We had been promised a transformed show this year, not least because it was time for a new host. For 2009 the Academy had turned to Hugh Jackman - best known as Wolverine from the X-Men films, but also a renowned musical theatre actor - to provide the showstopping performance that has eluded the likes of Jon Stewart and Chris Rock in recent years.
How did Jackman do? Well, it is almost unfair to judge - given that he got so little stage time.
He started with a couple of witty lines - "everything is being downsized because of the recession; next year I'll be starring in a movie called New Zealand" being the best.
But after that, aside from a couple of "how great was that?" links, the sum total of Jackman's presentation amounted to two song and dance routines.

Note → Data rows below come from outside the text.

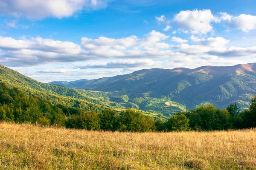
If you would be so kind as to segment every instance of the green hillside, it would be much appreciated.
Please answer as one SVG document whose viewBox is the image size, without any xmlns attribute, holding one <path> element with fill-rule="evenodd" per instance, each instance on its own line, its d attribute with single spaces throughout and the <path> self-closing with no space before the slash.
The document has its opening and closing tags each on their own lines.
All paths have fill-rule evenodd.
<svg viewBox="0 0 256 170">
<path fill-rule="evenodd" d="M 244 109 L 256 94 L 256 63 L 194 69 L 144 69 L 69 83 L 87 90 L 84 92 L 91 97 L 99 95 L 124 107 L 165 115 L 209 103 L 222 108 L 236 102 Z"/>
<path fill-rule="evenodd" d="M 81 80 L 76 81 L 86 81 Z M 87 91 L 85 90 L 69 88 L 55 84 L 41 83 L 26 76 L 7 67 L 0 65 L 0 82 L 15 87 L 29 96 L 32 95 L 46 99 L 53 105 L 61 104 L 68 107 L 81 108 L 84 111 L 94 110 L 97 112 L 102 109 L 111 108 L 117 110 L 123 110 L 132 105 L 122 106 L 117 102 L 111 102 L 108 95 L 103 93 Z M 145 114 L 153 117 L 162 117 L 155 111 L 143 112 Z"/>
</svg>

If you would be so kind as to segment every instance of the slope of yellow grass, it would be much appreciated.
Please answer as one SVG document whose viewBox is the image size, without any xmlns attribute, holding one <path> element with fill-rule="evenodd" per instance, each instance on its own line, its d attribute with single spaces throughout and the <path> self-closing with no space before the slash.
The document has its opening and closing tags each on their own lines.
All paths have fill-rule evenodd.
<svg viewBox="0 0 256 170">
<path fill-rule="evenodd" d="M 256 129 L 119 133 L 0 123 L 0 169 L 256 169 Z"/>
</svg>

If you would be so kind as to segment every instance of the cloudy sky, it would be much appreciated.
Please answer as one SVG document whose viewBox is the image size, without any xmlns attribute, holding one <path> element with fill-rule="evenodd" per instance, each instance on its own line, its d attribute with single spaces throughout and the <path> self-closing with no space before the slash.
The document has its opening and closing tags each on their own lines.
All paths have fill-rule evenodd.
<svg viewBox="0 0 256 170">
<path fill-rule="evenodd" d="M 0 64 L 42 82 L 256 62 L 255 0 L 0 0 Z"/>
</svg>

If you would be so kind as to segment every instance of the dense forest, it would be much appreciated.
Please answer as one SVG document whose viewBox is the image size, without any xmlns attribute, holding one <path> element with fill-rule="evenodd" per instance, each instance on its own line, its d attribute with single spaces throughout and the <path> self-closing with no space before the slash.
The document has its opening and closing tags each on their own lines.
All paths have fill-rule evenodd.
<svg viewBox="0 0 256 170">
<path fill-rule="evenodd" d="M 212 130 L 256 127 L 256 96 L 248 110 L 240 111 L 236 103 L 221 110 L 212 105 L 178 112 L 167 119 L 153 119 L 141 111 L 117 111 L 102 108 L 97 111 L 67 107 L 38 96 L 28 96 L 17 88 L 0 83 L 0 119 L 17 123 L 66 127 L 89 130 L 148 132 Z"/>
<path fill-rule="evenodd" d="M 125 108 L 168 116 L 201 104 L 223 109 L 236 102 L 241 110 L 247 109 L 250 99 L 256 94 L 256 63 L 250 63 L 195 69 L 152 68 L 99 79 L 50 83 L 84 89 L 87 94 L 88 91 L 100 91 L 111 101 Z"/>
</svg>

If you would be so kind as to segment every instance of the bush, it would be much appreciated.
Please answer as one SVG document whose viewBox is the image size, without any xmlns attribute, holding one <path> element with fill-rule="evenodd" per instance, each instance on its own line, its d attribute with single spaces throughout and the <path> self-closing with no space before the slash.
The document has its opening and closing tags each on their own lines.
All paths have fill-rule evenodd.
<svg viewBox="0 0 256 170">
<path fill-rule="evenodd" d="M 168 119 L 166 126 L 169 130 L 186 131 L 190 129 L 189 122 L 185 115 L 176 114 Z"/>
</svg>

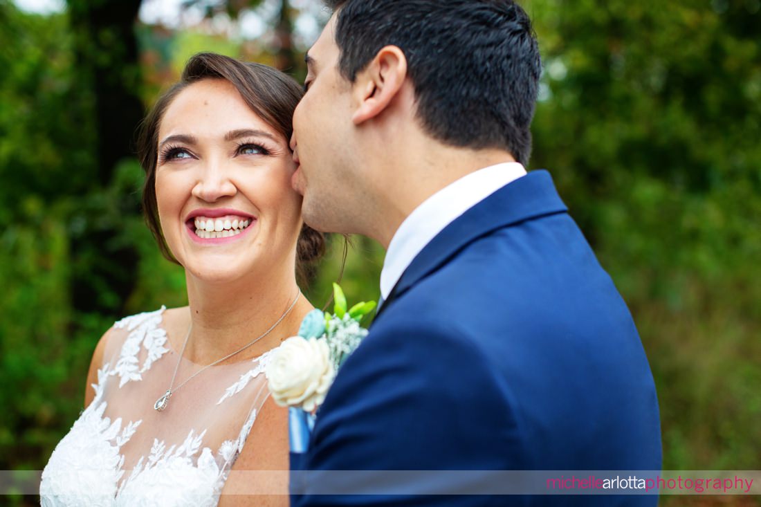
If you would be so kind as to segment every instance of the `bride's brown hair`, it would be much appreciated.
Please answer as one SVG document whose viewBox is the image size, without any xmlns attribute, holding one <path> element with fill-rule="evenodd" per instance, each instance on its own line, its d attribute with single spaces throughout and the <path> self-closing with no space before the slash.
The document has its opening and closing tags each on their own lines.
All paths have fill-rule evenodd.
<svg viewBox="0 0 761 507">
<path fill-rule="evenodd" d="M 209 78 L 229 81 L 251 110 L 283 136 L 286 144 L 293 133 L 293 112 L 303 95 L 295 81 L 275 69 L 215 53 L 201 53 L 188 61 L 180 81 L 156 101 L 143 120 L 138 137 L 138 155 L 145 171 L 142 208 L 148 228 L 161 254 L 177 264 L 167 245 L 158 219 L 155 189 L 158 126 L 167 108 L 180 92 L 193 83 Z M 306 283 L 311 277 L 315 263 L 324 253 L 324 235 L 304 224 L 296 247 L 297 276 L 301 283 Z"/>
</svg>

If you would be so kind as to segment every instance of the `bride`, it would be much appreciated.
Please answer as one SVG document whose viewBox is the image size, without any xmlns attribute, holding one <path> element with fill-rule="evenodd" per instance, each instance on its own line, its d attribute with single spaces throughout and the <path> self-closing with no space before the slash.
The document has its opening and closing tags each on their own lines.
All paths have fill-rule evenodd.
<svg viewBox="0 0 761 507">
<path fill-rule="evenodd" d="M 224 493 L 272 493 L 231 470 L 288 470 L 288 413 L 263 369 L 312 309 L 296 272 L 323 249 L 291 187 L 301 96 L 277 70 L 202 53 L 148 114 L 143 205 L 185 268 L 189 306 L 101 338 L 86 408 L 43 473 L 43 505 L 287 505 L 286 483 Z"/>
</svg>

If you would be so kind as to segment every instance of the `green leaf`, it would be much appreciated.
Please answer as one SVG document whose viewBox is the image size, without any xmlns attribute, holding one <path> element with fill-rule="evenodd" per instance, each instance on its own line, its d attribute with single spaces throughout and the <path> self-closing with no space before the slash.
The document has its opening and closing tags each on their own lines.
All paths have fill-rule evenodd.
<svg viewBox="0 0 761 507">
<path fill-rule="evenodd" d="M 349 316 L 358 322 L 362 320 L 363 317 L 374 310 L 376 306 L 377 306 L 377 303 L 374 301 L 368 302 L 363 301 L 352 307 L 352 309 L 349 311 Z"/>
<path fill-rule="evenodd" d="M 339 318 L 343 318 L 343 316 L 346 314 L 346 296 L 344 295 L 341 287 L 336 282 L 333 282 L 333 300 L 336 301 L 336 305 L 333 307 L 336 316 Z"/>
</svg>

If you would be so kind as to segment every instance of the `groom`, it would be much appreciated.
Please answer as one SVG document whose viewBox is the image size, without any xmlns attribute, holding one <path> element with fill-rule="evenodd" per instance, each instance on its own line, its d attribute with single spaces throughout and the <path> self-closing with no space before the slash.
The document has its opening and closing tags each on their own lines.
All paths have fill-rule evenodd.
<svg viewBox="0 0 761 507">
<path fill-rule="evenodd" d="M 524 169 L 541 72 L 526 13 L 511 0 L 330 7 L 307 56 L 292 183 L 307 224 L 387 249 L 384 302 L 291 468 L 660 470 L 655 387 L 632 317 L 549 174 Z M 298 484 L 293 505 L 658 502 L 324 486 Z"/>
</svg>

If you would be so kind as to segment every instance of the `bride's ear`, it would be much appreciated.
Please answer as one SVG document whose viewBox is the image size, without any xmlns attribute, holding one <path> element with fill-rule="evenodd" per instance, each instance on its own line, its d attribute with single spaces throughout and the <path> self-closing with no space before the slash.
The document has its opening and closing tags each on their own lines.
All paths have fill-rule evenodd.
<svg viewBox="0 0 761 507">
<path fill-rule="evenodd" d="M 361 72 L 354 83 L 358 107 L 352 116 L 355 125 L 374 118 L 385 110 L 407 77 L 407 59 L 396 46 L 386 46 Z"/>
</svg>

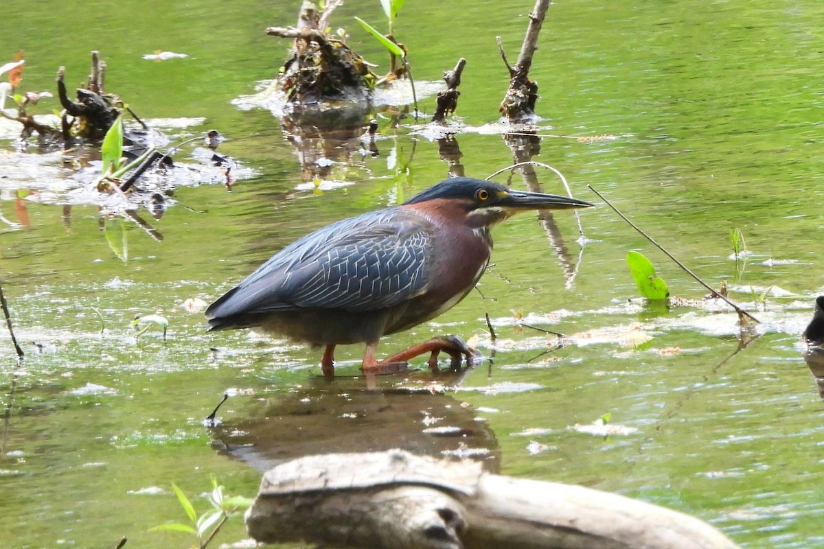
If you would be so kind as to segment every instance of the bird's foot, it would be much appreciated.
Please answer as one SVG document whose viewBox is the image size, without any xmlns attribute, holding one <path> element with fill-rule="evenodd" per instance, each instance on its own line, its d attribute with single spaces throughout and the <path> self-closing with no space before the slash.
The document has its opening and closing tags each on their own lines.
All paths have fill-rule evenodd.
<svg viewBox="0 0 824 549">
<path fill-rule="evenodd" d="M 400 352 L 396 353 L 391 356 L 388 356 L 383 361 L 378 362 L 376 365 L 379 366 L 383 364 L 392 364 L 392 363 L 407 363 L 410 359 L 415 356 L 419 356 L 425 353 L 429 354 L 429 360 L 428 363 L 429 368 L 433 372 L 438 371 L 438 356 L 441 352 L 447 353 L 451 357 L 450 368 L 452 371 L 461 370 L 461 362 L 463 357 L 466 358 L 466 365 L 471 365 L 483 358 L 483 356 L 475 349 L 468 347 L 462 339 L 457 336 L 448 335 L 443 337 L 433 337 L 428 341 L 425 341 L 423 343 L 419 343 L 410 347 L 410 348 L 401 351 Z M 366 370 L 366 365 L 364 365 L 364 370 Z"/>
</svg>

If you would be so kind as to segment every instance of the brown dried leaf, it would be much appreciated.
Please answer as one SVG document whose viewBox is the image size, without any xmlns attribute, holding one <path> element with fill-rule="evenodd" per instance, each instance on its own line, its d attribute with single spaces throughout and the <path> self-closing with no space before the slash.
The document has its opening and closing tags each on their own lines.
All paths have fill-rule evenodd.
<svg viewBox="0 0 824 549">
<path fill-rule="evenodd" d="M 25 50 L 21 49 L 17 52 L 17 55 L 15 56 L 13 63 L 17 63 L 18 61 L 23 60 L 23 53 Z M 12 87 L 16 88 L 20 84 L 20 81 L 23 79 L 23 64 L 21 63 L 17 67 L 15 67 L 11 71 L 8 72 L 8 82 L 12 85 Z"/>
</svg>

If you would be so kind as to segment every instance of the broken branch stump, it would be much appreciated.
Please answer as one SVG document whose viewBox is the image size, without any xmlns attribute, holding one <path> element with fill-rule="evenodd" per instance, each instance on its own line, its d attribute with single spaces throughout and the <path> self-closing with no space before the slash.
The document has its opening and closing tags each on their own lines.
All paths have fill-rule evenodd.
<svg viewBox="0 0 824 549">
<path fill-rule="evenodd" d="M 501 57 L 509 70 L 509 89 L 507 90 L 500 113 L 510 121 L 519 121 L 535 116 L 535 105 L 538 100 L 538 84 L 529 78 L 529 69 L 532 66 L 532 57 L 538 49 L 538 35 L 546 16 L 546 10 L 550 0 L 536 0 L 535 7 L 529 14 L 529 26 L 521 45 L 521 53 L 514 67 L 510 67 L 503 54 L 503 48 L 499 42 Z"/>
</svg>

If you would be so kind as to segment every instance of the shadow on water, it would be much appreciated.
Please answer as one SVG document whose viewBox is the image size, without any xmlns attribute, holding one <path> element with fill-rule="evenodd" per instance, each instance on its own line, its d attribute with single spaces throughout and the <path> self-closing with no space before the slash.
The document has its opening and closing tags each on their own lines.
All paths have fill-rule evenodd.
<svg viewBox="0 0 824 549">
<path fill-rule="evenodd" d="M 499 470 L 498 441 L 471 407 L 443 394 L 442 386 L 399 385 L 395 379 L 368 388 L 358 377 L 314 379 L 266 398 L 254 416 L 219 425 L 213 430 L 214 445 L 260 471 L 304 455 L 395 448 L 471 458 Z"/>
</svg>

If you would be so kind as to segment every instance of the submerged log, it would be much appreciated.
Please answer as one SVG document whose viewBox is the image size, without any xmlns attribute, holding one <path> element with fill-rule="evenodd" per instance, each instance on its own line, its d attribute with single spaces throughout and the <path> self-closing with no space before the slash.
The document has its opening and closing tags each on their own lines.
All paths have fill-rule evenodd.
<svg viewBox="0 0 824 549">
<path fill-rule="evenodd" d="M 582 486 L 484 472 L 402 450 L 332 454 L 265 473 L 258 542 L 371 549 L 736 549 L 689 515 Z"/>
</svg>

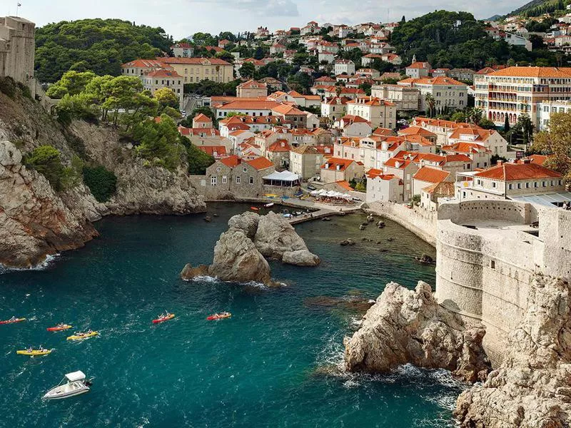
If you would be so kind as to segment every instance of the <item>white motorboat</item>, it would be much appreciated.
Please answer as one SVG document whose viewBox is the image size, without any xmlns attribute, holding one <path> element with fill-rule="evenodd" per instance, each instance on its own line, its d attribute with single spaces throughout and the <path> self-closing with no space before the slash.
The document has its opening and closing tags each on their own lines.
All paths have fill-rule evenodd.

Not that they were bad. The first was exactly the sort of thing Billy Crystal used to open the show with, except that in a nod to these credit crunched times, the expensive CGI Crystal used to use to insert himself into the nominated films was replaced by deliberately junky-looking sets.
And the second number, in which Jackman and Beyonce Knowles performed a medley of hits from Oscar-winning musicals put together by Baz Luhrmann, was spectacular - and fully deserving of its standing ovation.
But ultimately Jackman brought to mind Dame Judi Dench in Shakespeare in Love all those years back - taking the limelight for effectively eight minutes' work in a three-hour production.
On the other hand, he had much less to play with than previous hosts. There was no chance to ad-lib, for example. With a deliberate effort made to make the show run shorter, the number of guest presenters was slashed, with many of them handing out multiple gongs.
Indeed, no less than four Oscars were given out by Will Smith. "Yes, they still have me here. Hugh must be napping," the Hancock star deadpanned.
Jackman was joined by Beyonce for a musical number
However, with these big numbers at the front and the big awards at the end, there was a real risk of the show sagging badly in the middle.
Thank goodness, then, for the unseen stars on the night - the writers, including British comic star Ricky Gervais.
They came up with some great gags for the guest presenters, who now found themselves effectively taking on some of the work formally done by the host.
Particularly fine was a long post-modern sequence for the scriptwriting gongs. It was both impressively innovative in terms of presentation, and had, in Steve Martin and Tina Fey, a brilliant double act in control.
"It has been said that to write is to live forever," Fey said. "The man who wrote that is dead," Martin replied.
It was the sort of thing that made you wish Martin would give up nonsense like The Pink Panther 2 and work with people who can actually write comedy.
Commendably, there were some other nice tweaks - like the medley of best scores, or Queen Latifah's live singing of I'll Be Seeing You over the death roll.
Meanwhile, another positive was that there was just a little more irreverence, perhaps as a result of the realisation that in these troubled times, the Oscars are, ultimately, just a fancy awards ceremony.
Jennifer Aniston and Jack Black added some laughs to the show
Hence there were numerous references from the likes of Jackman, Seth Rogan and Jack Black to the fact that action and comedy films very rarely get acknowledged, despite their huge popularity and box office.
Black was in particularly fine form. Asked by co-presenter Jennifer Aniston how he got so rich off his animated work, he replied: "Each year I do one Dreamworks project, then I take the money to the Oscars and bet it on Pixar."
The envelope was then opened, promptly revealing Pixar's Wall-E had won - beating Black's own Kung Fu Panda. His reaction was somewhere between a cheer and a colossal eye-roll.
Even Sean Penn - who a few years back strongly chided Chris Rock on stage for his light-hearted ribbing of fellow actor Jude Law - felt he could laugh at himself: "I do know how hard I make it to appreciate me," he said.
And there were a couple of cheeky gags just for the Hollywood insider - such as when the camera picked out Angelina Jolie during Jennifer Aniston's presentation, or Liam Neeson presenting best foreign film having just starred in Taken, which featured the most stereotypical "foreign types" since Asterix the Gaul started touring Europe.
"I don't know what it looks like on television, but here in the room it's bloody wonderful," Danny Boyle said.
Fun, Danny, that's your answer. Fun.